The president of Brazil, Luiz Inácio Lula da Silva, was called “arrogant hypocrite” by the Paraguayan Industrial Union, UIP, for making promises he never honored, and attacked President Fernando Lugo for generating “overblown fantasy expectations.”
During an end-of-the-year ceremony, UIP president Gustavo Volpe said that the outgoing Brazilian leader with his “impudent hypocrite attitude and taking advantage of the Paraguayan president mendicant approach has made promises impossible to honor.”
Volpe pointed out the irony that Paraguay is one of the few countries in the world with surplus energy, in huge hydroelectric projects shared with Argentina and Brazil, but lacks sufficient power for its industry because it does not have the necessary electricity transmission capacity.
“The situation reached a critical point last summer and since then we have lost a full year without solving the problem; at the most we have seen precarious patches,” complained Volpe.
Brazil has had an arrogant attitude and Paraguayan officials have been mendicant when they should have demanded that Lula honor his repeated promise of building the promised power lines to supply Asuncion and the manufacturing industry.

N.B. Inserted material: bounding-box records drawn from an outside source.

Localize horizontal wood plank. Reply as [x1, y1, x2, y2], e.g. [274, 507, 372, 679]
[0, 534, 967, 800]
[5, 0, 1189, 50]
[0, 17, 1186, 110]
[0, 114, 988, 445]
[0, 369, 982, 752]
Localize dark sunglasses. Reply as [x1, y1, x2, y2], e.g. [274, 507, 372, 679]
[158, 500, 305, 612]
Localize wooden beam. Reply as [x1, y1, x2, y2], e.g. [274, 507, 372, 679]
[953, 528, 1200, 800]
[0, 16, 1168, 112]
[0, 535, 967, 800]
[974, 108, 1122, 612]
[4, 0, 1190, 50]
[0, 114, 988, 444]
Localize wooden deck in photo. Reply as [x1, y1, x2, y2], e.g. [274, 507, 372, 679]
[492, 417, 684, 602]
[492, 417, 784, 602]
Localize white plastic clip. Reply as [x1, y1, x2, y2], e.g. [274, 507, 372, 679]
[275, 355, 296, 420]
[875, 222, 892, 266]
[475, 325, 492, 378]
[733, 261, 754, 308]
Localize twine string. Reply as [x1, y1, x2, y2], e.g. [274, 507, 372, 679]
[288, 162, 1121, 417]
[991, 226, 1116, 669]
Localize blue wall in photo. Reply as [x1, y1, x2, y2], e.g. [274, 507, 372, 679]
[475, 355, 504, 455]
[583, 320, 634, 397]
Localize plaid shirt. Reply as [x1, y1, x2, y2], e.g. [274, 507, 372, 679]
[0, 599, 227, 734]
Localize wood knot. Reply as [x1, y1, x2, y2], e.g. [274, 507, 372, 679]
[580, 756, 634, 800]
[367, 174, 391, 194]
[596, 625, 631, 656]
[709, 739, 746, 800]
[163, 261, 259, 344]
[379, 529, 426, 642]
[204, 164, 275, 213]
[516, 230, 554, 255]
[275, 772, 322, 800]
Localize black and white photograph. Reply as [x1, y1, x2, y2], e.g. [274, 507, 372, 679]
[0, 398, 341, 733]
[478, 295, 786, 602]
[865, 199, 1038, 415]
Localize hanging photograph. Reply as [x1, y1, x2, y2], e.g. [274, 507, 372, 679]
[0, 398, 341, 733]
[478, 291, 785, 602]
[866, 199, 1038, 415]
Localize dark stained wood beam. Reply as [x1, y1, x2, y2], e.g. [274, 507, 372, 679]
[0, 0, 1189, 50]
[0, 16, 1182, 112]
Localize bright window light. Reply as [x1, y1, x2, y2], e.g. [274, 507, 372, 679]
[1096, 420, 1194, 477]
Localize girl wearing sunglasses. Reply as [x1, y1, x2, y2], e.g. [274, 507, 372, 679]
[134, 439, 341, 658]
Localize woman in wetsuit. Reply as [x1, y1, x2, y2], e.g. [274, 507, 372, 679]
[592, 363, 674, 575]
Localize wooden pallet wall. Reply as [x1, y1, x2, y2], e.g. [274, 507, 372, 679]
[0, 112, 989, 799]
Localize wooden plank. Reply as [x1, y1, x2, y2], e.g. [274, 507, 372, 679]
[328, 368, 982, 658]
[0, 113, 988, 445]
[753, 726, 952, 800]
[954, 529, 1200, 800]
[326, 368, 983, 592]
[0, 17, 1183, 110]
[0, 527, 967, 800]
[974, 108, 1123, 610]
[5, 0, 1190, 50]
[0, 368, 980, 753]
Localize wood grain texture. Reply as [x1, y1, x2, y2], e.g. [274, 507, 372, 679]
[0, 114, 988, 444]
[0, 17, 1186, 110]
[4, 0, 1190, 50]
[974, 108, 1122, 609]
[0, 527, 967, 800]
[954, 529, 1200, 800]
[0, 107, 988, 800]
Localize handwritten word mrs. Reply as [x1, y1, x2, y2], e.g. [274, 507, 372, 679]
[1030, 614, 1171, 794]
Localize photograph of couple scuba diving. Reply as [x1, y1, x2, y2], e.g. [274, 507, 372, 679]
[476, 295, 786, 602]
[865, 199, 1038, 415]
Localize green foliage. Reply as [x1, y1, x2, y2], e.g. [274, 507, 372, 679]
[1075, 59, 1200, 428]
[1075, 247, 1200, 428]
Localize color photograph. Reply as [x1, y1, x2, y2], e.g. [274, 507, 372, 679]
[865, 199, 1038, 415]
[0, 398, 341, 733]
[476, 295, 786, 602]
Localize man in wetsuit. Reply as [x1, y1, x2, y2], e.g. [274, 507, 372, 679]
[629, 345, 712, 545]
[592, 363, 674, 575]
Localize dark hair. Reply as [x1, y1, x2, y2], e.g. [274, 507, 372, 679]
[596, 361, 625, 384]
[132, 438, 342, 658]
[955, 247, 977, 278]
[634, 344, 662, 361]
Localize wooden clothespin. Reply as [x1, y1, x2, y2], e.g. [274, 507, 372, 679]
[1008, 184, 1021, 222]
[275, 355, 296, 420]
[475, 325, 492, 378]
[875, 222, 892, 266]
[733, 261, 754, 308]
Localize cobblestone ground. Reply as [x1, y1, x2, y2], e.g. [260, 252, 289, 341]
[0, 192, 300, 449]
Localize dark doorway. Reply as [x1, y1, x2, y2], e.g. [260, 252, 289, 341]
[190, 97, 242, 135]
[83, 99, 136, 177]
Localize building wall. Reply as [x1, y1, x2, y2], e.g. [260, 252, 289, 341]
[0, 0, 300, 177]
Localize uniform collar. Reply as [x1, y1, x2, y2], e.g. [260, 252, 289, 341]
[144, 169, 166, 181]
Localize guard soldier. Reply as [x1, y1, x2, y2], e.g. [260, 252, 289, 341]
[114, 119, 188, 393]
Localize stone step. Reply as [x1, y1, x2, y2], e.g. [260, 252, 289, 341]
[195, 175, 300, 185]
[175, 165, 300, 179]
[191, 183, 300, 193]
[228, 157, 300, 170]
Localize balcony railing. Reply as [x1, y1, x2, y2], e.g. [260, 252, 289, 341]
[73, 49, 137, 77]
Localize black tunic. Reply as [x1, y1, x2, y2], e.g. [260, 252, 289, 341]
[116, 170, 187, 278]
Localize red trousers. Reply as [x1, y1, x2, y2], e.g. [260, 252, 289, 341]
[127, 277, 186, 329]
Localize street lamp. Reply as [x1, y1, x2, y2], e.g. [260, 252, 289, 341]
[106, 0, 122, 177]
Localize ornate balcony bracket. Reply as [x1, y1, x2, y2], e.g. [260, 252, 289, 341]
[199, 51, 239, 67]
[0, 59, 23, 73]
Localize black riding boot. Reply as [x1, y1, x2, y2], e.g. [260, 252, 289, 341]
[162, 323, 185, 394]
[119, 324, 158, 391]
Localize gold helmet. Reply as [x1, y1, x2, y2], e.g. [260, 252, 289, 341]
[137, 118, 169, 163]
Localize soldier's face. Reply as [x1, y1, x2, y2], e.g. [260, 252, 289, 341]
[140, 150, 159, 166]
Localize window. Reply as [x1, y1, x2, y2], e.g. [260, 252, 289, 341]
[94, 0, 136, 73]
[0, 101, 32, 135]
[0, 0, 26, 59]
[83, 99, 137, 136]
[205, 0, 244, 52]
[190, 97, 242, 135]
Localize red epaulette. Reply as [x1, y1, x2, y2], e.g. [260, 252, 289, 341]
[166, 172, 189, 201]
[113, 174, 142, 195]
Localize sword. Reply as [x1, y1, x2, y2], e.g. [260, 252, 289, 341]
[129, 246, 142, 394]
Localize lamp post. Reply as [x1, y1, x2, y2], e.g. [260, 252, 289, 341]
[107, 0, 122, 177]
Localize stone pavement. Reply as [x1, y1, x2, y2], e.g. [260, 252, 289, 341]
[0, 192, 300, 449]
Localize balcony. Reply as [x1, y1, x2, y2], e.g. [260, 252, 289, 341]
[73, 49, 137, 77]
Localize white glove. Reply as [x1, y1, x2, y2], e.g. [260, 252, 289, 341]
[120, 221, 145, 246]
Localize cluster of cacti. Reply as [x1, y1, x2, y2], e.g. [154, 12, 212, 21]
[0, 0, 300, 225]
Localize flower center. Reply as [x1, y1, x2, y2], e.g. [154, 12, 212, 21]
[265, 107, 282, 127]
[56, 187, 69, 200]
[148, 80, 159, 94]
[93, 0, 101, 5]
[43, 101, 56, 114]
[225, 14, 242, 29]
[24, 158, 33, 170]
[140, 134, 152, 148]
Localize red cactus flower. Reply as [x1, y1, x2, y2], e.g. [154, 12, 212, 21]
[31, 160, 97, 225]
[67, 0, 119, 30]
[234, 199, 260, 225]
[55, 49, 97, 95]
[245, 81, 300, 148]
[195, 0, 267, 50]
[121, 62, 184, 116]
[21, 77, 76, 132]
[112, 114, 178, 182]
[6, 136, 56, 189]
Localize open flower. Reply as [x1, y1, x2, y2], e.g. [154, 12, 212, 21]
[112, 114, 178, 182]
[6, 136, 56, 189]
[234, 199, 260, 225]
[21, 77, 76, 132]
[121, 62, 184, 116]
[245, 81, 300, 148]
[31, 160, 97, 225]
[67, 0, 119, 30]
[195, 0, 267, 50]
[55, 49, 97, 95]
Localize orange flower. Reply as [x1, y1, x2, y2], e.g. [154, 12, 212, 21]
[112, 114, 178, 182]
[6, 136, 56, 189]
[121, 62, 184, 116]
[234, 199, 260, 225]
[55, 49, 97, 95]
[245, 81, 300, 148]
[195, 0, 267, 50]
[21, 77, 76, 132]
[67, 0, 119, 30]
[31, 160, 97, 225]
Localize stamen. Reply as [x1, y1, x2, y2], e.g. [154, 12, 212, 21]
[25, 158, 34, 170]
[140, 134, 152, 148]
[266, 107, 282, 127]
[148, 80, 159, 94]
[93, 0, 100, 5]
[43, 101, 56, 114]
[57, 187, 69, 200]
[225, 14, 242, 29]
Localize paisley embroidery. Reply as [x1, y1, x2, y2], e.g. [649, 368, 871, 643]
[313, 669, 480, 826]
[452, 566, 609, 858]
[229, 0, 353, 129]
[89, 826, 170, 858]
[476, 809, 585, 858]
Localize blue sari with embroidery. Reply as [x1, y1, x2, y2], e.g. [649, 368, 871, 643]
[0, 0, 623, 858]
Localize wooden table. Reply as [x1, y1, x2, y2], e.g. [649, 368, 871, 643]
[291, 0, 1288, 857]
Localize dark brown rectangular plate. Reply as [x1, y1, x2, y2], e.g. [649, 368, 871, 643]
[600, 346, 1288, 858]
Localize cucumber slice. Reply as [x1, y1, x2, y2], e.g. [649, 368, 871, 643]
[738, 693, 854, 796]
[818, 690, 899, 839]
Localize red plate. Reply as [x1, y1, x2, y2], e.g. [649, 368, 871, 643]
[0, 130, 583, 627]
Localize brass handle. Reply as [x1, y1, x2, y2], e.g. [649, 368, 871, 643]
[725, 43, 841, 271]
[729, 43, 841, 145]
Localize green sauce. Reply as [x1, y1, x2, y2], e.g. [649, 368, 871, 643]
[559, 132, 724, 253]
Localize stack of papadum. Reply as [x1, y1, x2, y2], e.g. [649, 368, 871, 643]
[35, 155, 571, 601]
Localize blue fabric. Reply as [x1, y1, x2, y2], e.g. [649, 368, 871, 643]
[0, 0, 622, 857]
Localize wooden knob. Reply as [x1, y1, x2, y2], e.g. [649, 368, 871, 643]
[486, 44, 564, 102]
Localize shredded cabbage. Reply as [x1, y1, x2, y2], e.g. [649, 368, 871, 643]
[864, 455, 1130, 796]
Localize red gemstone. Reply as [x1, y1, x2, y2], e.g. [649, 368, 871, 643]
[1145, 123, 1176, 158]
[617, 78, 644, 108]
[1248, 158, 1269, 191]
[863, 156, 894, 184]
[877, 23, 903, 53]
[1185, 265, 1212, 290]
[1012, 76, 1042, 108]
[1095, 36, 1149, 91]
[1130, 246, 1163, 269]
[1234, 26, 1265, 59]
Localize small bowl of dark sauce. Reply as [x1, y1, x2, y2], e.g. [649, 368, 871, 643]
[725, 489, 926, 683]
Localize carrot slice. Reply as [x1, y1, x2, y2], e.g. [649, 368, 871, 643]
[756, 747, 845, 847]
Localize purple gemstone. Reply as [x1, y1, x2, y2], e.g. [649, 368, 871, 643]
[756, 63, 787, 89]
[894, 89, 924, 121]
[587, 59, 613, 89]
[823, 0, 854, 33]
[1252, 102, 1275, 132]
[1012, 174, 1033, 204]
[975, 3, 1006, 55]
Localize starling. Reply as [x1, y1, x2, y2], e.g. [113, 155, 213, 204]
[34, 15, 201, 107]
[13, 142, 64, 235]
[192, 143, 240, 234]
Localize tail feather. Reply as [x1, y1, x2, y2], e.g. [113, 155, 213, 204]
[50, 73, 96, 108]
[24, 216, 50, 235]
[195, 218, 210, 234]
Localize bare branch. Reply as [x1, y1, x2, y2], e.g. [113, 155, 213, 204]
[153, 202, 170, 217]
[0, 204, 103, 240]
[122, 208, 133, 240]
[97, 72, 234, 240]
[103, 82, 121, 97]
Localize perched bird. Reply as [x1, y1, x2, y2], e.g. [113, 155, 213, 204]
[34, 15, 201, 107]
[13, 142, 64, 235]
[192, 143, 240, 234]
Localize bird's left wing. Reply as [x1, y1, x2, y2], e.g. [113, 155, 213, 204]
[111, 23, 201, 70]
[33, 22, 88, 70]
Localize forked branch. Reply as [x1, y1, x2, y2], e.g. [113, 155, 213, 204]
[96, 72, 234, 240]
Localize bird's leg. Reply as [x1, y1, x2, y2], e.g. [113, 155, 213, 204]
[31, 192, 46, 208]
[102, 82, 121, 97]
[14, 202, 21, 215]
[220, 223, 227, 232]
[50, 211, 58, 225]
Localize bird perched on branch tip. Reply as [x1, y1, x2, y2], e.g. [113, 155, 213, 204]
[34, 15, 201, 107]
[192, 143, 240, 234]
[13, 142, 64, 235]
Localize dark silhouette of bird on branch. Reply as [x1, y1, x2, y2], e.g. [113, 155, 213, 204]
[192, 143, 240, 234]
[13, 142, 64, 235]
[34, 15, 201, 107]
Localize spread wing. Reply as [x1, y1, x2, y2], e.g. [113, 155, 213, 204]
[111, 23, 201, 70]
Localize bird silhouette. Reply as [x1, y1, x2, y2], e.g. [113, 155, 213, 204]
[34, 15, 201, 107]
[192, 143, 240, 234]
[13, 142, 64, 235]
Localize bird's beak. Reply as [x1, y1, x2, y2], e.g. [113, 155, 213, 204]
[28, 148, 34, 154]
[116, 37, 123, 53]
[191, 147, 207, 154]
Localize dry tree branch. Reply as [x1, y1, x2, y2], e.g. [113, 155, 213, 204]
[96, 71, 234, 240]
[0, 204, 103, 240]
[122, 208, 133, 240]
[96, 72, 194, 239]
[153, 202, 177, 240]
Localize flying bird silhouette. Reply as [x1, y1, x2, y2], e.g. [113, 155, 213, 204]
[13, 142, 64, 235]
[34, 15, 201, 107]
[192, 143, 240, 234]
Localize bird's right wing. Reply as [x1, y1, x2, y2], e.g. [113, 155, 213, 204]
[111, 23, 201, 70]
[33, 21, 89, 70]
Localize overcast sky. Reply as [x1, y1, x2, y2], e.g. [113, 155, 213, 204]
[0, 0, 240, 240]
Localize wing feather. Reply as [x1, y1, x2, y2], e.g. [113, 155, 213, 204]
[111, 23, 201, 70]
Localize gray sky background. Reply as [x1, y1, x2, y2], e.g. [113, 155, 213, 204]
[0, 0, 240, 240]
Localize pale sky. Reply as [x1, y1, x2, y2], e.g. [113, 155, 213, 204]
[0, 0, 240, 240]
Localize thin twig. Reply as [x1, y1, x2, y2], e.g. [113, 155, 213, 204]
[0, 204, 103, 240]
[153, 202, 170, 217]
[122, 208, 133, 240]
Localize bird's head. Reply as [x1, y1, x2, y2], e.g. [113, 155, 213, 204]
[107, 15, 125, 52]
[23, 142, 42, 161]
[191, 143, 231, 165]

Volpe admitted that all the fault does not belong to the current government but President Lugo created overblown fantasy expectations about a renegotiation of the Itaipu hydroelectric dam, believing in an alleged ideological affinity, which ended in a huge disappointment when not frustration for Paraguayan aspirations.
Volpe said that Paraguay is still waiting for the Brazilian congress to approve some of the Itaipu review clauses agreed between Lugo and Lula da Silva as well as having access to the promised Mercosur Structural Convergence loans, while other “alternatives from the private sector have been turned down”.
The head of Paraguay’s industry confederation also criticized the announced support for Venezuela to become a full member of Mercosur.
“We are facing a critical challenge which is to define once and for all if Mercosur is a serious project or cruel fiction. It seems ironic and counter-current that at these precise moments they are pressing, seducing the Paraguayan congress to vote for the incorporation of Venezuela to the regional block”.
Furthermore if Mercosur does not begin a serious integration process, “Paraguay should appeal to international tribunals because the fundamental rights of countries are being threatened particularly the jugular of the Paraguayan economy”, said Volpe.
He was referring to the recent month-long blockade by Argentine maritime unions of all fluvial and maritime trade of landlocked Paraguay, which was only lifted hours before the Mercosur summit in Brazil.